Looking for problems on purpose can reveal solutions you didn’t know you needed.
Ultimately reparenting ourselves is about deeply massaging our emotional scar tissue, breaking down as much of it as we can bear, in order to direct fresh energy, healing blood to those starved tissues; welcoming warm love to flood those stagnant spaces in our body mind with whatever self talk and intentional or authentic games we can prove effective. We must feed our spirits before we feed our bodies, nourish ourselves emotionally as though our lives depend on it. Because for those of us who hold deep and stressful traumas, it does.
In my most immediate efforts to reparent myself I have rewritten my survivor story. It is way more than I am willing to put in a blog, but it was absolutely a process of deeply massaging decades old scar tissue left from police brutality I experienced. And the story was only made possible by the direct actions I am currently taking.
Here is a thoughtful article you may find helpful if you are also actively questioning, reparenting, your experience and beliefs about public safety in America. The author offers 26 suggestions that “can be used when facing a mirror, in a small group discussion, or at a family dinner.”
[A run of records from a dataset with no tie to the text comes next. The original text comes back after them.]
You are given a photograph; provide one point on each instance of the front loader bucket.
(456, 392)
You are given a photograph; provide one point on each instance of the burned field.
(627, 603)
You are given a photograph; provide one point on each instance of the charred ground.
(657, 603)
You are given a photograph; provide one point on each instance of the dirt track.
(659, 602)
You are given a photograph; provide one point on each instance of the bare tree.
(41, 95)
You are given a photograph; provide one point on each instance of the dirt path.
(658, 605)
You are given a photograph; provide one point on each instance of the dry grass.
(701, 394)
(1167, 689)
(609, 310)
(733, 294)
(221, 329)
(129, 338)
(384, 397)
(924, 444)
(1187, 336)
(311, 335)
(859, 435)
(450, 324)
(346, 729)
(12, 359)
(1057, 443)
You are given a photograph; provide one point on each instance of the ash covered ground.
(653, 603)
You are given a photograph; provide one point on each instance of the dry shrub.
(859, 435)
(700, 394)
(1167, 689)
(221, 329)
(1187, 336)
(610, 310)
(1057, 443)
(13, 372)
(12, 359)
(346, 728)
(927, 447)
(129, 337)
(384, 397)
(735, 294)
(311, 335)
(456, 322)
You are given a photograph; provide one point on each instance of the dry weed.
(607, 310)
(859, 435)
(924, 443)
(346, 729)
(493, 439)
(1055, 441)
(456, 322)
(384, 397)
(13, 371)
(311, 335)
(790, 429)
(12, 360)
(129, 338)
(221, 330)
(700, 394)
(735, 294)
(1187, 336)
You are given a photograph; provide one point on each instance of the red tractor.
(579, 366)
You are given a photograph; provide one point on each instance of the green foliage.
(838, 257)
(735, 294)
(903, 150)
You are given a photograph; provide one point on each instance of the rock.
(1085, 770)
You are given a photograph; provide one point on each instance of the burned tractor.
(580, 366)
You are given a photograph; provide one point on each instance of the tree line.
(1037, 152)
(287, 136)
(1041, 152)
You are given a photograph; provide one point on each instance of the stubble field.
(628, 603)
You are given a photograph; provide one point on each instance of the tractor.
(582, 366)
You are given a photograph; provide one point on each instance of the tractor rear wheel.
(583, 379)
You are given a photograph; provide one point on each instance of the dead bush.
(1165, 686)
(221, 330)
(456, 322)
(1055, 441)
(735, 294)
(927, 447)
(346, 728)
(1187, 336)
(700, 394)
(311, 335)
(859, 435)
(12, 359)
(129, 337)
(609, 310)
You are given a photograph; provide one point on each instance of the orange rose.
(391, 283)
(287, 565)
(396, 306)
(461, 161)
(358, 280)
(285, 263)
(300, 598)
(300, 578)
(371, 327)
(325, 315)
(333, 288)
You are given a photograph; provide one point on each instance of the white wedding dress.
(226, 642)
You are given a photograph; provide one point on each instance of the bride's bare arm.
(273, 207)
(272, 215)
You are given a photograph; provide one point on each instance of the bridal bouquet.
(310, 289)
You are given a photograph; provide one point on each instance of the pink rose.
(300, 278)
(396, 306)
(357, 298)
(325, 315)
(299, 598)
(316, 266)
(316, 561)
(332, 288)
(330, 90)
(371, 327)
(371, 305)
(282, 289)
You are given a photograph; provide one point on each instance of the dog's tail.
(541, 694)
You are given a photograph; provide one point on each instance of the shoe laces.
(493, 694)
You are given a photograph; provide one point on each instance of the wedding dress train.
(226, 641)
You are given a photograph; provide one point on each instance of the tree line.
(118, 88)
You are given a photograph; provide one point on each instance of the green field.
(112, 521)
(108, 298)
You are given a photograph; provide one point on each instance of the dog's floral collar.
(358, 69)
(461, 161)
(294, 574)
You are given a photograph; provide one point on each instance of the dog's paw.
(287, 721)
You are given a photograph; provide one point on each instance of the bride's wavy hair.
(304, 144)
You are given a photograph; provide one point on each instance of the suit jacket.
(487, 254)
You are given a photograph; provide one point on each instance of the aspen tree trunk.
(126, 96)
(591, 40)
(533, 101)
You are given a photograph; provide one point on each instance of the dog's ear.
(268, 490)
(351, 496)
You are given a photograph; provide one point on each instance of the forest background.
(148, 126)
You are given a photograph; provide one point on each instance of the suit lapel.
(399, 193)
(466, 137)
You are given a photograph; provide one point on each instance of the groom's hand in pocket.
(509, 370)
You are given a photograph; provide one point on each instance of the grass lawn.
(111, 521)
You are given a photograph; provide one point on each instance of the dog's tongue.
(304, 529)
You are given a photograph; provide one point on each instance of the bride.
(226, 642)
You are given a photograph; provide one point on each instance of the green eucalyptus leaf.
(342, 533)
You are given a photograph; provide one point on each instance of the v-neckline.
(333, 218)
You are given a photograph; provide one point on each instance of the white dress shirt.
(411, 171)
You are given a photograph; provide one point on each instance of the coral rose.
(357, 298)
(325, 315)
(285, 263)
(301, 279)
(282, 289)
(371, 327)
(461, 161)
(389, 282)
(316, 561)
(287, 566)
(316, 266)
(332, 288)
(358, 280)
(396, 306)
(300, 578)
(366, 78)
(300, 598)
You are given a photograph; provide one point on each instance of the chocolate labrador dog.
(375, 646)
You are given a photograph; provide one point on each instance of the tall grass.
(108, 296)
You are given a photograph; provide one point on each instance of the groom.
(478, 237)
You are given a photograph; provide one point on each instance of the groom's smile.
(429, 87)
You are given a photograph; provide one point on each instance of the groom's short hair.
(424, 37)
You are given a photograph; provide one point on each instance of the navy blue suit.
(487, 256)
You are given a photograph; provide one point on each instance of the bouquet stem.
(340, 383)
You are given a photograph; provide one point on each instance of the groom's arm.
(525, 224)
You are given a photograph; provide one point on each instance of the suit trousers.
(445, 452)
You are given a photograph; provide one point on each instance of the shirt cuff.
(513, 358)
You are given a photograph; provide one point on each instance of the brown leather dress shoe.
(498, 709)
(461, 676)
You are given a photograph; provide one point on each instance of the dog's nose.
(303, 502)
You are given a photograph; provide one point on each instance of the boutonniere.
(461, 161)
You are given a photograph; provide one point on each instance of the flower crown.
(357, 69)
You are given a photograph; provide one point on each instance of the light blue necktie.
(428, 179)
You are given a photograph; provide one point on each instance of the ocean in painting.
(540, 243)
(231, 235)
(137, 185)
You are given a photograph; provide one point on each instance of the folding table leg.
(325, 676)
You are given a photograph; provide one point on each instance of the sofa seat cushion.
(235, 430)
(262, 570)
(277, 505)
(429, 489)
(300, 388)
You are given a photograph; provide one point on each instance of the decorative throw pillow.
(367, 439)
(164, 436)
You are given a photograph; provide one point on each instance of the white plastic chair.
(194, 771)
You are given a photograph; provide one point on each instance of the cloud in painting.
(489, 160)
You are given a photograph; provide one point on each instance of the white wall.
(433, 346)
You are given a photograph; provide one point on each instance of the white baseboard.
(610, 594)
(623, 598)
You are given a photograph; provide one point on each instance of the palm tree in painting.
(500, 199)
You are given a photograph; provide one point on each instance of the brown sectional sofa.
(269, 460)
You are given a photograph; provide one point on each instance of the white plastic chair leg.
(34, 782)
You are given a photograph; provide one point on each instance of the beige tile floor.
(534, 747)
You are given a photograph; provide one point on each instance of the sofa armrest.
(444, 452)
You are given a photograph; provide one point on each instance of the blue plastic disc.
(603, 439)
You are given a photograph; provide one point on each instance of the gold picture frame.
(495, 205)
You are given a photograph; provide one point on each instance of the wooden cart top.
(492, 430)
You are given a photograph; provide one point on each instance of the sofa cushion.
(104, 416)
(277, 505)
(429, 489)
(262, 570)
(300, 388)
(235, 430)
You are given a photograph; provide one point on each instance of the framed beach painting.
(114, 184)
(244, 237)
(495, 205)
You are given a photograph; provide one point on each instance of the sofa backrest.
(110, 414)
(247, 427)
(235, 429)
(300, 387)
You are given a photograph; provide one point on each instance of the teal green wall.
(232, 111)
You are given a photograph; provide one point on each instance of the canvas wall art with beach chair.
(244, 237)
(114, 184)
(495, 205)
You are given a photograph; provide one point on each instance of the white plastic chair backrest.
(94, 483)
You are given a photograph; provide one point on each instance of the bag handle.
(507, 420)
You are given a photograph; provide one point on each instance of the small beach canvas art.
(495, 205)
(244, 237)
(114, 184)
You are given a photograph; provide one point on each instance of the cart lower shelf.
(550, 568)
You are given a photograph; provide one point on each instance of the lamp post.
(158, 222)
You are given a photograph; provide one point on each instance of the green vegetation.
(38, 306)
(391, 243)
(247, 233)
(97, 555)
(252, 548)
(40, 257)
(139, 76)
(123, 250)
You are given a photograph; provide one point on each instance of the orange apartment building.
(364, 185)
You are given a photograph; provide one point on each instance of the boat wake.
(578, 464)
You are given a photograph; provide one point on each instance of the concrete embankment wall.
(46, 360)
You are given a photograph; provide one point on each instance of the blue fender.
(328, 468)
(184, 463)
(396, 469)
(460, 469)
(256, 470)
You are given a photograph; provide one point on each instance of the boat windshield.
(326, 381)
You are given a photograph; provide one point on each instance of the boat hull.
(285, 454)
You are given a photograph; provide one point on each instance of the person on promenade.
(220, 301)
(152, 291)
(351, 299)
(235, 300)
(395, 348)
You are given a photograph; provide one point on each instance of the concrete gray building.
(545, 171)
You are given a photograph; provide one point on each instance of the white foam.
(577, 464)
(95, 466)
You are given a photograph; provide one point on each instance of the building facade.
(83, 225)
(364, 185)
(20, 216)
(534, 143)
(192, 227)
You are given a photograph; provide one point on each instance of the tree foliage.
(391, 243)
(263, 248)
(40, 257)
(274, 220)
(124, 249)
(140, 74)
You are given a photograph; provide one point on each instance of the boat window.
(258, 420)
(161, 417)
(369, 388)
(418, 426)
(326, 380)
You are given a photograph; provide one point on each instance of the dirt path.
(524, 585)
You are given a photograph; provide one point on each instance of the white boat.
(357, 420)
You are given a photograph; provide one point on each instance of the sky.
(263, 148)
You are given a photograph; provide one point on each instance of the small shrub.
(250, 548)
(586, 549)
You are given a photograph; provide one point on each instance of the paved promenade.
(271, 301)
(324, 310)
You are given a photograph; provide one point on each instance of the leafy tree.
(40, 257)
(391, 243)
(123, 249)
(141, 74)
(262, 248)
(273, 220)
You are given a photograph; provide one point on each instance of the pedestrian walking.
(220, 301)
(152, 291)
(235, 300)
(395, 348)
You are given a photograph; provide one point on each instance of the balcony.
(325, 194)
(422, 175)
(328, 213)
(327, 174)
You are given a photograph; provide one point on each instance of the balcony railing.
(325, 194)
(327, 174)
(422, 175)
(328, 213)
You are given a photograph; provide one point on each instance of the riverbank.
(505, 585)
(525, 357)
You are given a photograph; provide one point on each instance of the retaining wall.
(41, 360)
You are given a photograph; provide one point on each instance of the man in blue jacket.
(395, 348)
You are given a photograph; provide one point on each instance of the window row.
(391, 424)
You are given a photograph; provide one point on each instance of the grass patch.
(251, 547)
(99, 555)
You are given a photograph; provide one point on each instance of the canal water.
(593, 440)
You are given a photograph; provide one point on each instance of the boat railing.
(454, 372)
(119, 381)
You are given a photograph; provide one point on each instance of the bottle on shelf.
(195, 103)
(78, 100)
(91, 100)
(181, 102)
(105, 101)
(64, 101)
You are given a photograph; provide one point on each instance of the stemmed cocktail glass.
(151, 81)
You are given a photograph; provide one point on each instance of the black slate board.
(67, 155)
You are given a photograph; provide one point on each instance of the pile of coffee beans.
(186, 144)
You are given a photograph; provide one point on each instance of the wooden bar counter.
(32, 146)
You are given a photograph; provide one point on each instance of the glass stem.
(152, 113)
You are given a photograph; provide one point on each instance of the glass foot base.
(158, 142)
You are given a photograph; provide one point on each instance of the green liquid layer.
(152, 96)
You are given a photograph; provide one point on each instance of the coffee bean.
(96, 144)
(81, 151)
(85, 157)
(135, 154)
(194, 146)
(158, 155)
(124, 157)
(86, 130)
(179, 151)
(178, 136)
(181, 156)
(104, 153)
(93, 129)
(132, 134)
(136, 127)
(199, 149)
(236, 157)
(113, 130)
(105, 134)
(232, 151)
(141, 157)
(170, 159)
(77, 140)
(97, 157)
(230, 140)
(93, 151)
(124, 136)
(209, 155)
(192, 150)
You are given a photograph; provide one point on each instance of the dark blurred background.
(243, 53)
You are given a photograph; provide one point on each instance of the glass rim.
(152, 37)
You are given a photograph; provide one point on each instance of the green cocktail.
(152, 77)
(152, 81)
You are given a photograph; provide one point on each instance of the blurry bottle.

Last week I lead a meditation and chose a song to share, please call me by my true names. It guides us in the way of compassion by welcoming a full spectrum of diversity into our consciousness—not just a composite of all potential professions like nurse, tomato picker, arborist, but all potential characters: best friend, rapist, hero, and all potential traits: ugly, graceful, cheater.
In the way that if you walked a lifetime in my shoes you would be like me, we build the skill of compassion when we see the essence and potential of everyone and everything in ourselves. So in order to not judge others who are in any way different than us—different opinions, likes, styles, interests, truths, sexual perspectives—we have to see the potential of every variation and hue in ourselves. Not as appropriation but as an expression, as sovereignty and choice. From there we are better able to be each other‘s brothers and sisters.
If you can, you’ve done a mighty good job being parented and parenting yourself.